Notícias - As próximas catástrofes que a humanidade pode enfrentar

São Paulo - No curso da história, a humanidade sofreu com eventos de magnitudes avassaladoras e que dizimaram milhões vidas. Um exemplo foi a pandemia conhecida como "Praga de Justiniano" que matou 17% da população mundial entre 541 e 544. Outro caso mais recente foi a gripe espanhola que eliminou entre 2,5% e 5% das pessoas no mundo em 1918. 

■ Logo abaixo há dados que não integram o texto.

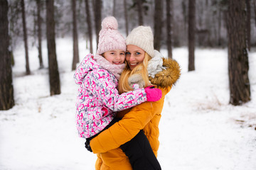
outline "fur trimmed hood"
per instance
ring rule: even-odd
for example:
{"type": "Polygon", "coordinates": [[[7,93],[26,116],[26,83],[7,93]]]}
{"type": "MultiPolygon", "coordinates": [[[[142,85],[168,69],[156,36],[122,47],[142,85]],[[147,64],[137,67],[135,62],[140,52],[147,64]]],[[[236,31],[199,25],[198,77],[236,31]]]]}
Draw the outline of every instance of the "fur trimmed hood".
{"type": "Polygon", "coordinates": [[[175,84],[181,76],[181,67],[178,63],[172,60],[163,58],[163,67],[165,69],[158,72],[154,77],[149,76],[151,84],[160,87],[168,87],[175,84]]]}
{"type": "MultiPolygon", "coordinates": [[[[164,58],[159,52],[155,52],[159,55],[149,60],[148,64],[149,79],[150,82],[159,87],[171,87],[181,76],[181,68],[178,62],[172,59],[164,58]]],[[[129,85],[132,87],[133,84],[137,84],[139,88],[143,88],[145,83],[140,74],[134,74],[128,79],[129,85]]]]}

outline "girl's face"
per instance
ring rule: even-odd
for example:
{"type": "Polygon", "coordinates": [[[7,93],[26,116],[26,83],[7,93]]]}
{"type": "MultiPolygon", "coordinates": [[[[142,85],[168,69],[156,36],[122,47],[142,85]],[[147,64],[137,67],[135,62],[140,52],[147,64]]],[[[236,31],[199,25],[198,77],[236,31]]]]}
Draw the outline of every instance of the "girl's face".
{"type": "Polygon", "coordinates": [[[139,64],[143,62],[145,57],[145,51],[134,45],[128,45],[125,60],[129,68],[132,70],[139,64]]]}
{"type": "Polygon", "coordinates": [[[114,50],[104,52],[102,56],[111,64],[121,64],[124,62],[125,52],[122,50],[114,50]]]}

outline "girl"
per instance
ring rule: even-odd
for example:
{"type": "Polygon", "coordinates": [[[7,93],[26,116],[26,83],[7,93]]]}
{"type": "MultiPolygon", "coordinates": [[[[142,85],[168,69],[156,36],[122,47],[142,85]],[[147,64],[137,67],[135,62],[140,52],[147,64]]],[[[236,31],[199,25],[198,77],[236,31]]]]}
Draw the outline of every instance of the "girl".
{"type": "Polygon", "coordinates": [[[117,111],[161,97],[161,90],[150,88],[119,94],[117,87],[124,67],[125,40],[117,30],[114,17],[105,18],[102,27],[96,55],[87,55],[74,74],[75,83],[80,85],[76,101],[77,129],[80,136],[86,138],[86,146],[117,121],[113,120],[117,111]]]}
{"type": "MultiPolygon", "coordinates": [[[[136,83],[142,88],[149,84],[155,84],[162,91],[162,98],[154,102],[145,102],[128,109],[126,113],[119,112],[122,120],[92,140],[90,146],[93,153],[97,153],[96,170],[132,170],[134,164],[127,155],[120,149],[129,150],[125,143],[141,130],[146,135],[156,157],[159,147],[159,123],[164,102],[164,96],[180,76],[178,64],[171,59],[164,59],[154,50],[154,36],[150,27],[139,26],[128,35],[124,70],[119,81],[119,90],[125,92],[132,89],[136,83]],[[106,143],[104,139],[108,139],[106,143]],[[124,145],[122,145],[124,144],[124,145]]],[[[150,162],[149,162],[150,163],[150,162]]],[[[145,167],[148,162],[141,162],[145,167]]],[[[142,168],[141,169],[146,169],[142,168]]]]}

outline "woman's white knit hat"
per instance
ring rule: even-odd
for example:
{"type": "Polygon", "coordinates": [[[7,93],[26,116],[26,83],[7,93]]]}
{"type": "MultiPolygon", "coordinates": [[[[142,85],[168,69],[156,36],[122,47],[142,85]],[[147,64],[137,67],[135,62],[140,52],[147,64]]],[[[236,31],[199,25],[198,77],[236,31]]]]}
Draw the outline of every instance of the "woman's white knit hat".
{"type": "Polygon", "coordinates": [[[149,26],[138,26],[132,30],[126,40],[127,45],[134,45],[154,57],[154,36],[149,26]]]}

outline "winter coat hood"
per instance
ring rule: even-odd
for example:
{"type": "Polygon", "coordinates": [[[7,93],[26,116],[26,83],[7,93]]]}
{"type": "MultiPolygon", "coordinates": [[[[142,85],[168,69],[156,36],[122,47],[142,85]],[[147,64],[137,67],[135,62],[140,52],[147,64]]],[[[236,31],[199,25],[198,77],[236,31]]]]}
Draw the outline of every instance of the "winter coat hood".
{"type": "Polygon", "coordinates": [[[154,78],[149,76],[149,81],[159,87],[170,87],[175,84],[181,76],[180,66],[171,59],[162,58],[162,60],[165,69],[156,73],[154,78]]]}
{"type": "Polygon", "coordinates": [[[92,55],[87,55],[75,70],[75,73],[74,74],[75,84],[81,85],[85,76],[90,71],[99,68],[100,64],[93,59],[92,55]]]}

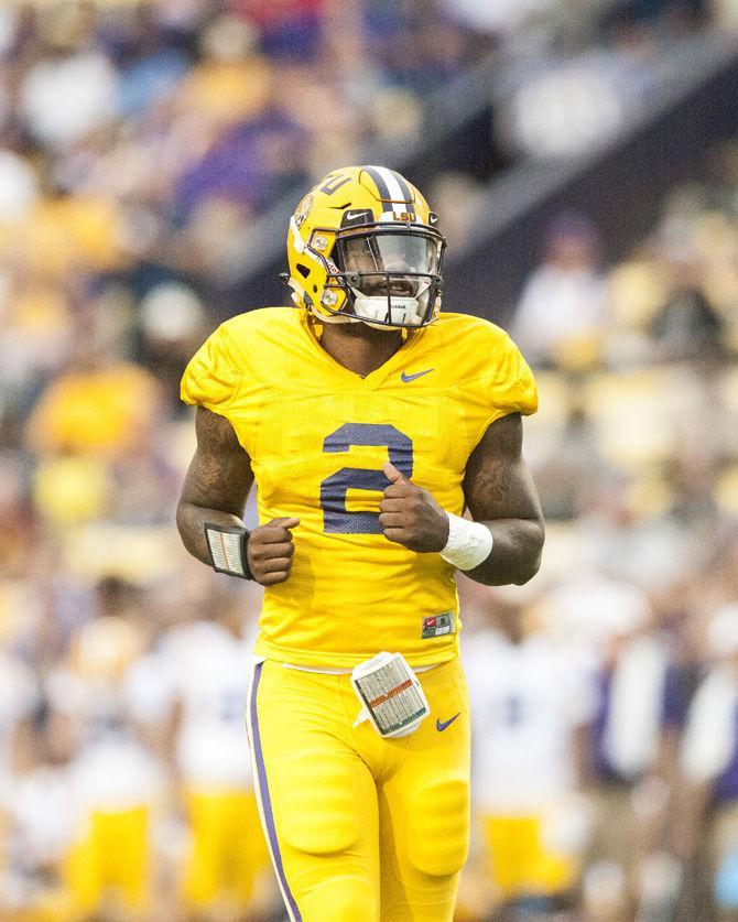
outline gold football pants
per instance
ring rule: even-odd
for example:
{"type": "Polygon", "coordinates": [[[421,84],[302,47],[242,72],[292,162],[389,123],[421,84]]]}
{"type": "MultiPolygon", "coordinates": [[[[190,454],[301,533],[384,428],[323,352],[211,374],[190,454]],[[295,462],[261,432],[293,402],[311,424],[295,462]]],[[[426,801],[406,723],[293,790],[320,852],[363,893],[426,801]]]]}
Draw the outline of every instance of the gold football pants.
{"type": "Polygon", "coordinates": [[[420,679],[431,714],[382,739],[352,726],[348,675],[256,665],[254,785],[293,922],[453,919],[469,838],[468,698],[458,660],[420,679]]]}

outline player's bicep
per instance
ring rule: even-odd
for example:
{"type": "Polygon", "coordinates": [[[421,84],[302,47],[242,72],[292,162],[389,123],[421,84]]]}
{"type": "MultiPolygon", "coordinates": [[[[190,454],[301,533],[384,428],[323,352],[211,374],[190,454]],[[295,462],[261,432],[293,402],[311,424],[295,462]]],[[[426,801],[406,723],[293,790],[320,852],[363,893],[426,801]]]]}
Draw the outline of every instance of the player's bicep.
{"type": "Polygon", "coordinates": [[[249,456],[225,416],[198,406],[195,430],[197,451],[189,464],[180,503],[219,509],[240,517],[253,482],[249,456]]]}
{"type": "Polygon", "coordinates": [[[525,519],[543,529],[533,478],[523,460],[520,413],[496,420],[469,456],[464,496],[475,521],[525,519]]]}

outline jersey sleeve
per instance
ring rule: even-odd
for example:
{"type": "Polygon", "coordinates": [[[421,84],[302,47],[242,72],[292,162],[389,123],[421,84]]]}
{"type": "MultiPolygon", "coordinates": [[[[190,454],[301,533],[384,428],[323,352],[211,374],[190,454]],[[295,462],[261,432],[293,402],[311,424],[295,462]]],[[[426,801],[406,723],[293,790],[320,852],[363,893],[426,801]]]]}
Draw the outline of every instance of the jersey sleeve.
{"type": "Polygon", "coordinates": [[[459,382],[469,434],[469,449],[501,416],[538,410],[535,379],[520,349],[500,327],[479,324],[465,341],[467,375],[459,382]]]}
{"type": "Polygon", "coordinates": [[[487,425],[509,413],[529,416],[539,406],[538,388],[533,372],[512,339],[502,334],[490,355],[490,368],[477,386],[477,399],[486,404],[487,425]]]}
{"type": "Polygon", "coordinates": [[[228,330],[219,326],[189,360],[182,377],[182,400],[223,413],[241,379],[239,365],[228,330]]]}

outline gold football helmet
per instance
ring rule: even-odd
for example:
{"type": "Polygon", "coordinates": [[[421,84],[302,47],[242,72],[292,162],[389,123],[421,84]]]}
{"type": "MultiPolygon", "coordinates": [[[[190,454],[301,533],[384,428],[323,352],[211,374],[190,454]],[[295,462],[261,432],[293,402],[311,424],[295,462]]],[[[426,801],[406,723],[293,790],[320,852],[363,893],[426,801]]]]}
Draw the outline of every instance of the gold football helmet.
{"type": "Polygon", "coordinates": [[[441,308],[438,216],[386,166],[334,170],[290,219],[285,280],[323,323],[421,327],[441,308]]]}

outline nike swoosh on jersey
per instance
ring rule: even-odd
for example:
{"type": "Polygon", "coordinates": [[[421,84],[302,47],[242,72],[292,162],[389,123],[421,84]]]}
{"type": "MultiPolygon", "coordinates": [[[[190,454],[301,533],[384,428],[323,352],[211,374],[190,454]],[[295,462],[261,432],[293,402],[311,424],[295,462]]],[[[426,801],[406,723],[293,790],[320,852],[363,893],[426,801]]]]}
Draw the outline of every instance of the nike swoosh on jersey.
{"type": "Polygon", "coordinates": [[[400,377],[402,378],[402,380],[406,384],[408,381],[414,381],[415,378],[422,378],[423,375],[430,375],[431,371],[433,371],[433,370],[434,370],[433,368],[426,368],[425,371],[416,371],[414,375],[405,375],[405,372],[403,371],[400,377]]]}
{"type": "Polygon", "coordinates": [[[438,733],[442,734],[446,729],[446,727],[451,727],[451,725],[459,716],[460,713],[462,712],[459,711],[458,714],[454,714],[454,716],[449,717],[448,720],[442,720],[439,717],[436,717],[435,718],[436,730],[438,730],[438,733]]]}

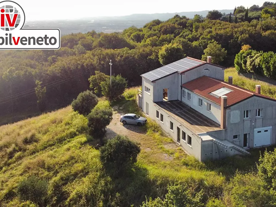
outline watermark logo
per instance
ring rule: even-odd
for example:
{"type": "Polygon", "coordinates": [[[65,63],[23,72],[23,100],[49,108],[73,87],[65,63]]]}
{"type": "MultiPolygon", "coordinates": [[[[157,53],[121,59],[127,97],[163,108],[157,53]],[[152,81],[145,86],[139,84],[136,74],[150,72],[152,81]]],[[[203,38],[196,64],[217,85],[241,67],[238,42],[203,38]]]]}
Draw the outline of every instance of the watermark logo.
{"type": "Polygon", "coordinates": [[[57,28],[23,28],[25,14],[11,1],[0,2],[0,49],[57,49],[60,47],[57,28]]]}

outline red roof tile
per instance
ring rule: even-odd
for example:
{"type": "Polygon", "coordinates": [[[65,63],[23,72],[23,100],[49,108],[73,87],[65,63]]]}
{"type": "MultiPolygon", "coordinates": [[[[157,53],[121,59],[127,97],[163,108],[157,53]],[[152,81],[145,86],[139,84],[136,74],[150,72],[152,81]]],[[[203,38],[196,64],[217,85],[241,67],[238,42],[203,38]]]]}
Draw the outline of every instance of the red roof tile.
{"type": "Polygon", "coordinates": [[[225,95],[227,97],[226,107],[233,105],[254,95],[276,101],[276,100],[270,97],[204,76],[184,83],[182,86],[219,105],[220,105],[221,97],[217,98],[209,94],[223,87],[230,89],[233,91],[225,95]]]}

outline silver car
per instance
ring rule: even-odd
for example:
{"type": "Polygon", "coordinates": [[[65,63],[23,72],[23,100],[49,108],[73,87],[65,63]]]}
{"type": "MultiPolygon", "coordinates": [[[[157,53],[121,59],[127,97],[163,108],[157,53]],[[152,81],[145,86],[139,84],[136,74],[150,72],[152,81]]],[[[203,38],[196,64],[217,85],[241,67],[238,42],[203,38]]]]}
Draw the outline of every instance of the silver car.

A ocorrência desse tipo de catástrofe mostra que, enquanto algumas gerações lidam com circunstâncias extremas, outras sequer imaginam como é viver dessa maneira. Como resultado, os riscos desses eventos para a vida na Terra são por vezes subestimados. 

E seria esse o melhor caminho para garantir o futuro da humanidade? Bom, segundo a Global Challenges Foundation (GCF), consultoria sueca que investiga essas catástrofes possíveis e auxilia governos no desenvolvimento de soluções para contê-las, não, não é. 

Em um estudo chamado Global Catastrophic Risks 2016, conduzido pela GCF em parceria com a Universidade de Oxford, a entidade buscou identificar e avaliar os eventos que, se acontecerem, podem vir a dizimar mais de 10% da população mundial. 

Para se ter noção do que é um fato dessa magnitude, o estudo lembra que entre os acontecimentos ocorridos no último século, nenhum chegou perto de bater esse número: a Segunda Guerra Mundial, por exemplo, matou 3% da população mundial. 

"Apesar de esse ter sido um evento terrível, nosso foco aqui é o de pensar em possibilidades ainda mais extremas e que recebem menos atenção", explicaram os pesquisadores. Isso por que, por menor que seja a probabilidade de um evento como esse acontecer no curto e médio prazo, com o passar dos anos, ele se torna cada vez mais real. 

Ao todo, o estudo levantou quatro eventos possíveis que já estão em andamento e podem se agravar nos próximos anos. Veja abaixo quais são eles. 

Guerra Nuclear 

As escalas de consequências de uma guerra nuclear, explica o estudo, dependem, é claro, da escala do próprio conflito. Mas os especialistas da GCF lembram que os Estados Unidos, por exemplo, são donos de ogivas com rendimentos que variam entre 5 e 455 quilotoneladas. A Rússia, por sua vez, tem ogivas com rendimentos de 50 até 800 quilotoneladas. 

Quer imaginar o impacto dessas ogivas, se usadas? Bom, o estudo cita a bomba conhecida como "Little Boy", usada pelos EUA em Hiroshima em 1945, e que tinha rendimento de 15 quilotoneladas. Ao menos 66 mil pessoas morreram na cidade japonesa em decorrência da explosão. 

As chances de uma guerra nuclear são uma incógnita. Contudo, como mostra o estudo, a história já nos deixou próximos desses eventos. Um exemplo é a crise entre Rússia e Noruega em 1995. Na ocasião, os russos confundiram o lançamento de um foguete norueguês com um ataque nuclear, mas ele portava equipamentos científicos para o estudo da aurora boreal. 

Especialistas ouvidos pelos pesquisadores apontaram uma situação específica em que o mundo deve se manter atento e que é em relação às disputas territoriais entre Índia e Paquistão, sendo que os paquistaneses já alertaram que podem fazer uso de suas armas nucleares na ocasião de agressões.